An unpleasant example of cross-contamination
After reading this article, you will not be able to unknow what you are about to learn. So proceed with caution. Here is the startling truth: unless your cleaning company has a standard process for cleaning combined with a quality training program, the rags used to clean the bathrooms may be used to clean your desk.
How does this happen? How could someone violate the number one rule of cross-contamination? This can occur quite easily. The cleaner pushes around a janitor’s cart with rags and chemicals stored in the tray. As they move around the building, they pick the necessary chemicals, grab a rag, and start cleaning. If your office is cleaned after a bathroom, and there is no system for rag usage, then your desk may get cleaned with the same rag recently used to wipe down a urinal. Gross, right?

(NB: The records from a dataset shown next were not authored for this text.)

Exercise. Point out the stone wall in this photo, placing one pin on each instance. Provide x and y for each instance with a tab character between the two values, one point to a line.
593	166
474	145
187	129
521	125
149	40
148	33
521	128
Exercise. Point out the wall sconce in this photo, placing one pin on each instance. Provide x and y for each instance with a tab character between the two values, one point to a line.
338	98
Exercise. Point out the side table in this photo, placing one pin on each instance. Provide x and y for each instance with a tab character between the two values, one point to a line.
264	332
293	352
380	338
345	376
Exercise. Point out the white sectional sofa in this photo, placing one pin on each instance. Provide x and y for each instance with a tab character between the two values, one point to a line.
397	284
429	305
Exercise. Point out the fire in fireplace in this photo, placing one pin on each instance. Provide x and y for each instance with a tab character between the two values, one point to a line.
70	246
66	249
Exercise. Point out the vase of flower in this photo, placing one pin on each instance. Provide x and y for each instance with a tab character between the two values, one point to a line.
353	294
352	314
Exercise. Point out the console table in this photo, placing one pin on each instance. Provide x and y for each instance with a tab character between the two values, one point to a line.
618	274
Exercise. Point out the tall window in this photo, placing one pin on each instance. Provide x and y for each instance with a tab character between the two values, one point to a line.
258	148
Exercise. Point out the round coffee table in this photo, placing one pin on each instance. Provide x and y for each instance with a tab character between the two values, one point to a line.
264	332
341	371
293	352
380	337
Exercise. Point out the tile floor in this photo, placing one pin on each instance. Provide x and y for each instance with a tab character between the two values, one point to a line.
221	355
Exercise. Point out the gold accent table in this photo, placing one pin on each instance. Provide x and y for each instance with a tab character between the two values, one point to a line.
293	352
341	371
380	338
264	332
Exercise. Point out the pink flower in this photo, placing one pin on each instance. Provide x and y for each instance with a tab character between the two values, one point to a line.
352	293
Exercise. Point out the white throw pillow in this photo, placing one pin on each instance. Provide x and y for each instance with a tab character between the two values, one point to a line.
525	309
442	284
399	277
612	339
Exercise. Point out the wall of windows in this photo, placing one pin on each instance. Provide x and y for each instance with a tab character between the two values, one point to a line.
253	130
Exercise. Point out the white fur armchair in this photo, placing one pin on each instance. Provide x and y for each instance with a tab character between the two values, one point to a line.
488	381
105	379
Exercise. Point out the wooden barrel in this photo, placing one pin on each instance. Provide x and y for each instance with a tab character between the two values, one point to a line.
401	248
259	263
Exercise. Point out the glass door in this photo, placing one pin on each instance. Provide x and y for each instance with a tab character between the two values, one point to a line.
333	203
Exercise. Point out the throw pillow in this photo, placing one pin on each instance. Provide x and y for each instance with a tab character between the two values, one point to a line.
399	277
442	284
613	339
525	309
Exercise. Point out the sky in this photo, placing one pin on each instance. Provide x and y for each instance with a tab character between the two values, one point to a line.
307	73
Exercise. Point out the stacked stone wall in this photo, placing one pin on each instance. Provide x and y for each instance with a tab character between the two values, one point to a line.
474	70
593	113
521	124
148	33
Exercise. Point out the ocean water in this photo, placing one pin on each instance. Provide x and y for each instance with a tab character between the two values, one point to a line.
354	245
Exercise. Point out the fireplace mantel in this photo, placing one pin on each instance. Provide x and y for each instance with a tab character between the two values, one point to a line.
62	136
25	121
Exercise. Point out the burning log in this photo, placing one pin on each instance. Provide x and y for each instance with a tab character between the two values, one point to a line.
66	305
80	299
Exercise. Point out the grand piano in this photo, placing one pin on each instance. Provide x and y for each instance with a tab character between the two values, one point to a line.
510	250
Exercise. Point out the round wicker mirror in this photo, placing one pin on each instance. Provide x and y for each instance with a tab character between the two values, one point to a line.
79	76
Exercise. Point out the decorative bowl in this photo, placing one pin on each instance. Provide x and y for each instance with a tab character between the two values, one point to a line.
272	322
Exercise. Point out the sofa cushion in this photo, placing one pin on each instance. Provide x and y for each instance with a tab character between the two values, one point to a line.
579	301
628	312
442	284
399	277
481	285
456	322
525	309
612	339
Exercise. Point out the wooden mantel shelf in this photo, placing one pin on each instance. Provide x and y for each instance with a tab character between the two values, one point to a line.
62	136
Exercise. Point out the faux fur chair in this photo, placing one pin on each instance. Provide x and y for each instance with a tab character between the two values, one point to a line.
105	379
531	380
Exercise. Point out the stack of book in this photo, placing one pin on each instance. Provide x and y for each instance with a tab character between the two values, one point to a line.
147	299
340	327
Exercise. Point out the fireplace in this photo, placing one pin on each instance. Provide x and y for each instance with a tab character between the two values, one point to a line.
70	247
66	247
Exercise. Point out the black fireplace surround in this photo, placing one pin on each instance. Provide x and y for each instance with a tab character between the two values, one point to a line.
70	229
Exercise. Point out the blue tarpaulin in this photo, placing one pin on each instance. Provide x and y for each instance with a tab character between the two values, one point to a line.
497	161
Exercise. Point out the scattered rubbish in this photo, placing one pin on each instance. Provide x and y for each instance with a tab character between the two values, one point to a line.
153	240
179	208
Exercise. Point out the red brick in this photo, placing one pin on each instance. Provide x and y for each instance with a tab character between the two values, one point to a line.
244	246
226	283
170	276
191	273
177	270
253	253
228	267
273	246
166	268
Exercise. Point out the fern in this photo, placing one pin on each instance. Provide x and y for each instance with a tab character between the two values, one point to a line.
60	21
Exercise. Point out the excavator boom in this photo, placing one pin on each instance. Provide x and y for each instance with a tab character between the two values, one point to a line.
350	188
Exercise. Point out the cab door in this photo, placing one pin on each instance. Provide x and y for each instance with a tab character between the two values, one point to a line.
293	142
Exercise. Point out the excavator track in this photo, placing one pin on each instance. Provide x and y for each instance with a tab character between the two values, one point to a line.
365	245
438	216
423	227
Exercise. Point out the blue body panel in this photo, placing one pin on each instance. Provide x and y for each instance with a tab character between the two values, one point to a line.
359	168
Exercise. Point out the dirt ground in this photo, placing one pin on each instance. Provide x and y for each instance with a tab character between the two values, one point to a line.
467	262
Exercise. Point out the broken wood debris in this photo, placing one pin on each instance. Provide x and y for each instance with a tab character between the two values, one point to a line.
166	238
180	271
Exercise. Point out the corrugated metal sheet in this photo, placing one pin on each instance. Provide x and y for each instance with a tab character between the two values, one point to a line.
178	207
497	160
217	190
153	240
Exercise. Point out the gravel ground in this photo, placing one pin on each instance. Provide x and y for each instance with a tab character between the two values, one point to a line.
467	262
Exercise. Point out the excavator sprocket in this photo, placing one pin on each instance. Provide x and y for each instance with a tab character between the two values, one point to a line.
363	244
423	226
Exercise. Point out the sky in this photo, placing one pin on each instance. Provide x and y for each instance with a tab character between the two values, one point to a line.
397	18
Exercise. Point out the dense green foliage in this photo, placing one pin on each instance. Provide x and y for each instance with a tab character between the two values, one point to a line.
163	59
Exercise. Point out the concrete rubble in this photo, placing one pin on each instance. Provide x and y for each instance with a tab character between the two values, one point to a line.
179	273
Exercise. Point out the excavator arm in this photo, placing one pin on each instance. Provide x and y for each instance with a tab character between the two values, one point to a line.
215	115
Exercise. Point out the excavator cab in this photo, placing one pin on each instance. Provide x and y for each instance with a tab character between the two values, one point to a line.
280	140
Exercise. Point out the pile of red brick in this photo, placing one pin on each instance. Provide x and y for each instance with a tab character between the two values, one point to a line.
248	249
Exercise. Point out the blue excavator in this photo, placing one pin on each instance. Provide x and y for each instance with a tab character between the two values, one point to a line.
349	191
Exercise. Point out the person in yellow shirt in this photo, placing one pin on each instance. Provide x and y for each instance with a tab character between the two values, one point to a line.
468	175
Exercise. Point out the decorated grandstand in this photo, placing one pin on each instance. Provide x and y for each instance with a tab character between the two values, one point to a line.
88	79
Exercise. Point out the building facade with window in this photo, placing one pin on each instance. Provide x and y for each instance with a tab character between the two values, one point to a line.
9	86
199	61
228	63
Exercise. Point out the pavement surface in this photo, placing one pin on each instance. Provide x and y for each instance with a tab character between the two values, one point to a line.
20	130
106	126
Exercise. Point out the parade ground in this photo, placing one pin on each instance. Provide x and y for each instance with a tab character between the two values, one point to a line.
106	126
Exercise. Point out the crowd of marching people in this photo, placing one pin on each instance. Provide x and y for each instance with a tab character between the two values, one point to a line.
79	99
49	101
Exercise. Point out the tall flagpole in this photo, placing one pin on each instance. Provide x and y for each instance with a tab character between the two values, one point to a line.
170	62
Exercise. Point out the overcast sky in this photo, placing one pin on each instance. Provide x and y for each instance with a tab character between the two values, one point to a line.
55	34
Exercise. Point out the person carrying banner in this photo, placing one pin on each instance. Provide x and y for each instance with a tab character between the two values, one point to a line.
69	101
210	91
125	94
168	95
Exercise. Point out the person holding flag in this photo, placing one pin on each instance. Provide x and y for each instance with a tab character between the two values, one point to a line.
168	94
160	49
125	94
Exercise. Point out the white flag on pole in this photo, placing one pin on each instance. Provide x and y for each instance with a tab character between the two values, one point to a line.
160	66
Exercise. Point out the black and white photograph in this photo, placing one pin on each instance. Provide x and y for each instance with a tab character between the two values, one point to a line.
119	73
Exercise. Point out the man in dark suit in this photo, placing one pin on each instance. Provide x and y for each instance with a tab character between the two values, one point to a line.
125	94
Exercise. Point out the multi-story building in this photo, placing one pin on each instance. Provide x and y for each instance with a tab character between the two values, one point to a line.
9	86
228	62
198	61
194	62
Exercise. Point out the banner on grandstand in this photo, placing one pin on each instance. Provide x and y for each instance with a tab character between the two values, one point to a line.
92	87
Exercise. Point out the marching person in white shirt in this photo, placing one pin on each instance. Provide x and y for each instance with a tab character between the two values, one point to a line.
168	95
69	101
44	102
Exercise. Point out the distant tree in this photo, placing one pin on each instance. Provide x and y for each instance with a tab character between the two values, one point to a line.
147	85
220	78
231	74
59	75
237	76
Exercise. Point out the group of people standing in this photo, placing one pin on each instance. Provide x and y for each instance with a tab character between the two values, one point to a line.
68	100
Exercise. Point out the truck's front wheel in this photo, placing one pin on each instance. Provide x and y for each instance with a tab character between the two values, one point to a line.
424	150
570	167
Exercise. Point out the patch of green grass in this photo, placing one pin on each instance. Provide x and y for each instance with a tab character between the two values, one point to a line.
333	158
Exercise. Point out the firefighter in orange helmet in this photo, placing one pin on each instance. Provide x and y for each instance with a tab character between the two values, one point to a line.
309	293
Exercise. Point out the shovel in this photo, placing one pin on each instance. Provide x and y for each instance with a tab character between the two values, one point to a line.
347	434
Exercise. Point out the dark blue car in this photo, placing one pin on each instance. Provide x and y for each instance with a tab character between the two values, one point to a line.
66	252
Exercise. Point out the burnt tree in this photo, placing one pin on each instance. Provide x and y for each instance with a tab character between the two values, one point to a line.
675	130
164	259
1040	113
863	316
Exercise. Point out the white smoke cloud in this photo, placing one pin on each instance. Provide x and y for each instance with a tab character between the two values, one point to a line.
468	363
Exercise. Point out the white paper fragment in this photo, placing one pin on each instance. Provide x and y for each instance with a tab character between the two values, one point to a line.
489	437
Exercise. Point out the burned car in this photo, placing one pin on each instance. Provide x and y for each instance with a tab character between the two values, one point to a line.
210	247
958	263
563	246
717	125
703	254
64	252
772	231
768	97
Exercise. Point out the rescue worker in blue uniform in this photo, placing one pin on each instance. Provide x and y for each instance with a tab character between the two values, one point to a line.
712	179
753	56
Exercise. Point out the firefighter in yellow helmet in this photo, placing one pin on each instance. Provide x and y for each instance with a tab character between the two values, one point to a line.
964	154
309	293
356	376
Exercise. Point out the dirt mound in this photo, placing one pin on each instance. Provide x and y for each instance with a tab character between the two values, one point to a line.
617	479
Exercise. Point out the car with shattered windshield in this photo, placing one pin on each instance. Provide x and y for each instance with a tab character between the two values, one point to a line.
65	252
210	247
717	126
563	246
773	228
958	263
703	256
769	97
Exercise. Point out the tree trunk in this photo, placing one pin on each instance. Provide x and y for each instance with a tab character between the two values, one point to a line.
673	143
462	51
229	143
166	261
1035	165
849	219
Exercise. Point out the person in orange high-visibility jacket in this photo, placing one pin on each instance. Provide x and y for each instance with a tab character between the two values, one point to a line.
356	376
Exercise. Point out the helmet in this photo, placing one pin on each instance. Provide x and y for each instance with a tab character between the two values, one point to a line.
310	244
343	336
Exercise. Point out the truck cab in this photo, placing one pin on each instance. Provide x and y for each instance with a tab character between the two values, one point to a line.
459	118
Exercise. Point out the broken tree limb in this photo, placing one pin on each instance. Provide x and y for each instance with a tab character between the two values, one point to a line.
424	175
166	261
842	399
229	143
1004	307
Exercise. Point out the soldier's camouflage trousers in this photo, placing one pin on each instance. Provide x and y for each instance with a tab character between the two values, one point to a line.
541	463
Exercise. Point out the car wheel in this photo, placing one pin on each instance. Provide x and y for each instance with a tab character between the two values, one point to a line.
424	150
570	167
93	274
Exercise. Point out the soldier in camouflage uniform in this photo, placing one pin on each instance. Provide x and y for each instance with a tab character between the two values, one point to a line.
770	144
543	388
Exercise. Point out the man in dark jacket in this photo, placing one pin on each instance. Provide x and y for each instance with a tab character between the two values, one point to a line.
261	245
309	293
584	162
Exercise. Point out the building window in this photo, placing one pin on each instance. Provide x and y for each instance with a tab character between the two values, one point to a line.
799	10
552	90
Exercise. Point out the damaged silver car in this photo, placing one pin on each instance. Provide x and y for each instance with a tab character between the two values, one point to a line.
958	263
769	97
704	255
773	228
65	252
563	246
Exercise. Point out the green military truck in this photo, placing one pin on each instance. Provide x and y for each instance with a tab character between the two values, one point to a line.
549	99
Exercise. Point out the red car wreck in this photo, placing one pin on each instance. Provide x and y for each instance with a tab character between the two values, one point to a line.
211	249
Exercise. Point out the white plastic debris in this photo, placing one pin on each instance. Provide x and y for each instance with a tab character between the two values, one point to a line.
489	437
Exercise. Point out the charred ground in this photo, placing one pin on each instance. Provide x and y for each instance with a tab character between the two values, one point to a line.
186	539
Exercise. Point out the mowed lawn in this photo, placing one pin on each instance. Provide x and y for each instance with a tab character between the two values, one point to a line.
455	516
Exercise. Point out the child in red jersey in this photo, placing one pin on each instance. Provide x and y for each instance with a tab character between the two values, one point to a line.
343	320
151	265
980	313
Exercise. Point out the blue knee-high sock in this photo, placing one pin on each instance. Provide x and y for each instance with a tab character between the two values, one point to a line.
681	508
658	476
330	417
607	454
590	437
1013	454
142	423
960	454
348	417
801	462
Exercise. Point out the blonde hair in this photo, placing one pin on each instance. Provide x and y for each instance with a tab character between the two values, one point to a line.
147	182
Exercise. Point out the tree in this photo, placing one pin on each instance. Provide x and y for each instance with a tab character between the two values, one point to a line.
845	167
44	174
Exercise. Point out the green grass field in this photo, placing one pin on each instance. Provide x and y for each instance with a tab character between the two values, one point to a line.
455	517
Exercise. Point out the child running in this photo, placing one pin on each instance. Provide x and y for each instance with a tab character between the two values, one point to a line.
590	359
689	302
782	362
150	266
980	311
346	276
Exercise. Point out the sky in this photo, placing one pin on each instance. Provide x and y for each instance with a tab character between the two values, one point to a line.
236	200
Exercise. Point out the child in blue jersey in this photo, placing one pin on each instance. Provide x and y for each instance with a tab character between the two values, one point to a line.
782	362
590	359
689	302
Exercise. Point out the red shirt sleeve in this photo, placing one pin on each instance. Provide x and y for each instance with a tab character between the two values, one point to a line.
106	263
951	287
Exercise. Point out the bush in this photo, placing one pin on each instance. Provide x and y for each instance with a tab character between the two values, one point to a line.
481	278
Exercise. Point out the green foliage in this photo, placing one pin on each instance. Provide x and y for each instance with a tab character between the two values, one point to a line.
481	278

How can this be prevented? What systems need to be in place to avoid this cross-contamination problem? Your cleaning vendor should have the following three processes in place.
If more than one person is needed to clean your facility, it often makes sense for one person to take care of offices while another handles restrooms, breakrooms, and other common areas. Even with one cleaner, there should be a clear distinction in the cleaning route between the restrooms and the other areas. Ideally, there is a separate cart used for restrooms and breakrooms. This does not eliminate our cross-contamination problem, but it is a move in the right direction.
A cleaning company should have a system for rags, where specific rags have certain usage. For instance, some companies have color-coded microfiber rags. Rags of a specific color (red, for example) are only used on restroom fixtures. Other rags are used in offices, breakrooms, and common areas. Some companies might use paper towels or disposable rags in the restroom areas. This too prevents cross-contamination. The methods may vary, but the goal should be the same: specific rags for specific areas.
New Cleaner Training
Finally, a janitorial company should have a thorough training process so new cleaners understand the methods used to prevent cross-contamination. Cleaning routes, separate carts, and a system for rags don’t do any good without a cleaner implementing it. Training is critical, particularly in the first few weeks on the job. Ensure your cleaning vendor has a combination of new-hire orientation, on-the-job training, and supervisor follow-up. A solid training program and good cross-contamination systems will prevent the above unpleasant scenario.
In closing, because the barrier to entry is very low for starting a janitorial company, the market can become flooded with vendors that may not have the abovementioned processes in place. Before selecting a janitorial vendor, make sure to ask them about their processes, or you might be unpleasantly surprised!